The American Wood Protection Association (a non-profit society that develops standards for wood-protection technologies, some of which are code-referenced) recommends — for the best reliability and performance — that you specify treated wood that meets AWPA Standard U1. AWPA Standard M4, in addition to requiring the use of pressure-treated wood, requires that copper naphthenate, a topical wood preservative, be applied to cut ends of and holes drilled in heavy timbers, thin-sapwood species such as Douglas fir and hem-fir, and lumber that’s mostly heartwood from thick-sapwood species like southern pine. Topical preservatives do not penetrate deeply into wood, so they should never be used as a substitute for pressure-treated wood.

Pressure-treatment preservatives do a great job of making wood inedible to fungi, but they don’t always fully penetrate the entire piece of lumber. Heartwood is extremely difficult to penetrate, and the natural variability of wood may allow for some untreated sapwood to be present near the center of the lumber. Consequently, if water can get to the heartwood or untreated sapwood through deep checks in the surface or by absorption, the lumber is vulnerable to attack by decay fungi.

So even with pressure-treated lumber, it’s important to control moisture to slow down the growth of decay fungi. Most outdoor structures are subject to rain and snow, and wood preservatives alone cannot keep the wood from absorbing water. To supplement the protection of pressure treatment, some type of water-repellent finish should be used. That will also provide the benefit of reducing checking and weathering of exposed wood.

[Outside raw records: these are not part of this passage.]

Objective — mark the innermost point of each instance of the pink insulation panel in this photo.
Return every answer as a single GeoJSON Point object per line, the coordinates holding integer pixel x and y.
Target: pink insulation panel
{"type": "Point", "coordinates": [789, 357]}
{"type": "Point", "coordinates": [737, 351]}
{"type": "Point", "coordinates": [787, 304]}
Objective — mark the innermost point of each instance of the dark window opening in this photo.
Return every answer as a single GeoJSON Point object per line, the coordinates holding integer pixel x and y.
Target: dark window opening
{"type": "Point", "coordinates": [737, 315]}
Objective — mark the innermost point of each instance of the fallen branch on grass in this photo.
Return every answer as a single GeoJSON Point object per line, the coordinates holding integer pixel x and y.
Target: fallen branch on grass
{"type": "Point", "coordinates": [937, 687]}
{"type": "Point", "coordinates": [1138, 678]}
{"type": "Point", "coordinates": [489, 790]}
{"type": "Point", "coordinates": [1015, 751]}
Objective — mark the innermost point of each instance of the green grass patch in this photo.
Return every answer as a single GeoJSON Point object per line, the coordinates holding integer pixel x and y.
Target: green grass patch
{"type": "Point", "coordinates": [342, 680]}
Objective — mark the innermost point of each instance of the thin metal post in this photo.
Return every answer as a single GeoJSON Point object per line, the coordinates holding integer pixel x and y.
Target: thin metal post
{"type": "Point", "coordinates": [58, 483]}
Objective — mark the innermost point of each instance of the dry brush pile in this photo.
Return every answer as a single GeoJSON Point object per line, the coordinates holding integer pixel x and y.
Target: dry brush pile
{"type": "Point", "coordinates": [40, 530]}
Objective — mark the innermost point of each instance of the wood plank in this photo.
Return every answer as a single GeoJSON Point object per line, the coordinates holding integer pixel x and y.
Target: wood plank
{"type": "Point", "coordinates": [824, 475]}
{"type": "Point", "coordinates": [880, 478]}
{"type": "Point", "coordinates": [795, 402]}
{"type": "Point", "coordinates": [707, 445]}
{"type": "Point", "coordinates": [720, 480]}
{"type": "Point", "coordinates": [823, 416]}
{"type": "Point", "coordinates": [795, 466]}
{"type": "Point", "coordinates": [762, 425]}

Some pressure-treated wood has a water-repellent additive applied during the treatment process, but even then the USDA Forest Products Laboratory recommends the use of a semi-transparent oil-based stain. This particular type of finish penetrates the wood, provides UV protection, and repels water without forming a film on the surface of the wood. Routine maintenance with this kind of stain will prolong the appearance as well as the service life of the structure. It’s also not a bad idea to keep water off the tops of joists and beams — and especially ledgers — with some sort of flashing compatible with the treated wood.

Wood products can last a lifetime if properly specified, used, and maintained. Wood is one of the most “green” materials available, because it’s renewable and it sequesters carbon.